Es gibt Unternehmen und Schulen, die schon von Anfang an dabei sind, wie das französische Ausbildungszentrum für Kfz-Mechaniker in Sedan. Exotisch ist dagegen die Zusammenarbeit des Ausbildungszentrums aus Krefeld und La Réunion vor der Ostküste Afrikas. Doch gerade Auszubildende der Berufe Fliesenleger, Dachdecker oder Maurer aus La Réunion nutzen fast jede Chance für eine Weiterqualifikation.
Ganz so weit haben es junge Menschen aus dem Saarland und Lothringen nicht. Um der grenzüberschreitenden Ausbildung zwischen Deutschland und Frankreich neuen Schwung zu verleihen, soll das Konzept für den grenznahen Raum 2023 mit neuen Ideen verändert werden, um so noch mehr saarländische und lothringische Unternehmen für eine grenzüberschreitende Ausbildung zu begeistern.

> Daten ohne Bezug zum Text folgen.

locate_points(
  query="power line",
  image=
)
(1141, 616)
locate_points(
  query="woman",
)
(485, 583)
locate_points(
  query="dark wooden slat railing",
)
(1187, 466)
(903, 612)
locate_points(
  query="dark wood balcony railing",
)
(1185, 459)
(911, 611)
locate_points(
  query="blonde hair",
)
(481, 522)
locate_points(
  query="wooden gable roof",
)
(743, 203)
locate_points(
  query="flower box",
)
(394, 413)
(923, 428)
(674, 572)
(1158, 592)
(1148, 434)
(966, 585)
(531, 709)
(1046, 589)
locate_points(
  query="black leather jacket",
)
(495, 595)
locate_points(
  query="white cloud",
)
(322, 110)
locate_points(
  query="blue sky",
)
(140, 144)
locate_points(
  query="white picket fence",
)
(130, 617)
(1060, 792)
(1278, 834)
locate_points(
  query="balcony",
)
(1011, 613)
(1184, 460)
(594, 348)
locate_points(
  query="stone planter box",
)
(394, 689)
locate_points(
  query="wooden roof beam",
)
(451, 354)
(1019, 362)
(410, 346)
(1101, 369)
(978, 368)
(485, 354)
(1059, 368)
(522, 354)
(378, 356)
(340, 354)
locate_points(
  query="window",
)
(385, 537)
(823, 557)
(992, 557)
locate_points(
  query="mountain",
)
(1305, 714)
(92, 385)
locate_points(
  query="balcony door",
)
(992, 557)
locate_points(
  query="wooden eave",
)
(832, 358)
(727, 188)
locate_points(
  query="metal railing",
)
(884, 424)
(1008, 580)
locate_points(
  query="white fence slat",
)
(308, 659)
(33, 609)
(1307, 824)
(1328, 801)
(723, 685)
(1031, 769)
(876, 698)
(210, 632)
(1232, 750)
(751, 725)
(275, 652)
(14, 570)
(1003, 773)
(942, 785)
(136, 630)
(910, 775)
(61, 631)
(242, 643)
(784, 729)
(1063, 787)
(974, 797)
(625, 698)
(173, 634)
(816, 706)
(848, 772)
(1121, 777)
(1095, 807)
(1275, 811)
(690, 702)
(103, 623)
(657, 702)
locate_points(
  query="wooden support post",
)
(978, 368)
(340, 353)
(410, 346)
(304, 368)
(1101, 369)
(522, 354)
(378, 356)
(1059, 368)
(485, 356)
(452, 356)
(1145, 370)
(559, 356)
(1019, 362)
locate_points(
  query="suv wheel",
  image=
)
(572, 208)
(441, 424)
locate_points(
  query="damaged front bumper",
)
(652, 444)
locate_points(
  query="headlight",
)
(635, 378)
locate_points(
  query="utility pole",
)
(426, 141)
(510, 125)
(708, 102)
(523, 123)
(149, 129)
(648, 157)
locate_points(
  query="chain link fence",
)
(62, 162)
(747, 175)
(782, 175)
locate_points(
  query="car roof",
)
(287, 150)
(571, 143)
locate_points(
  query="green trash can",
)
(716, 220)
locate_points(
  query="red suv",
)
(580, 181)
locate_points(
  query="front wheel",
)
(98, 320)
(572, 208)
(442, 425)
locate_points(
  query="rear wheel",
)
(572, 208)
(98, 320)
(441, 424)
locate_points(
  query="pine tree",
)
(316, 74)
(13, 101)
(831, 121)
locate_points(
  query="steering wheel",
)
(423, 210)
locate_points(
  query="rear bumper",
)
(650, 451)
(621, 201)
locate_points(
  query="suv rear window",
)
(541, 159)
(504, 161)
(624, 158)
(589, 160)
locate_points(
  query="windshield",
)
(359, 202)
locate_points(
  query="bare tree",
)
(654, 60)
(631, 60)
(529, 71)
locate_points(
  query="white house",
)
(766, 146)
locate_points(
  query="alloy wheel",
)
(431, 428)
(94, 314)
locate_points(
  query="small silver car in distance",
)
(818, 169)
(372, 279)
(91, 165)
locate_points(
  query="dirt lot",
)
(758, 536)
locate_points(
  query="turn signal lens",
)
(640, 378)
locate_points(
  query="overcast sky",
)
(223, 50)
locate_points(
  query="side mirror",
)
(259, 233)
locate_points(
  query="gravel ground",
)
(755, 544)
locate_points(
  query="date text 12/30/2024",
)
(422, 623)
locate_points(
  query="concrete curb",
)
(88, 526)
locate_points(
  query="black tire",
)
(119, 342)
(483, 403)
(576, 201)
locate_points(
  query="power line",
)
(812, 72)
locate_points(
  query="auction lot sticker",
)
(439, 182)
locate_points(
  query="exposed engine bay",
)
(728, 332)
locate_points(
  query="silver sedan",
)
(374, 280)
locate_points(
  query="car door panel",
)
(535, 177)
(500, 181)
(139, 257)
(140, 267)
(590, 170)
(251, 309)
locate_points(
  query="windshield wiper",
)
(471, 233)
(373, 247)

Mehr Schwung bei der grenzüberschreitenden Berufsausbildung, das wäre ganz nach dem Geschmack der saarländischen Landesregierung. Denn mit jetzt gerade mal 40 Azubis aus Frankreich und zehn Saarländern in Lothringen ist noch viel Luft nach oben. Doch dafür müssen alle noch ein wenig mehr in die Pedale treten. Denn, so sagt Marc Meyer, auch ProTandem sei mehr als nur ein Händedruck zweier Staatsmänner.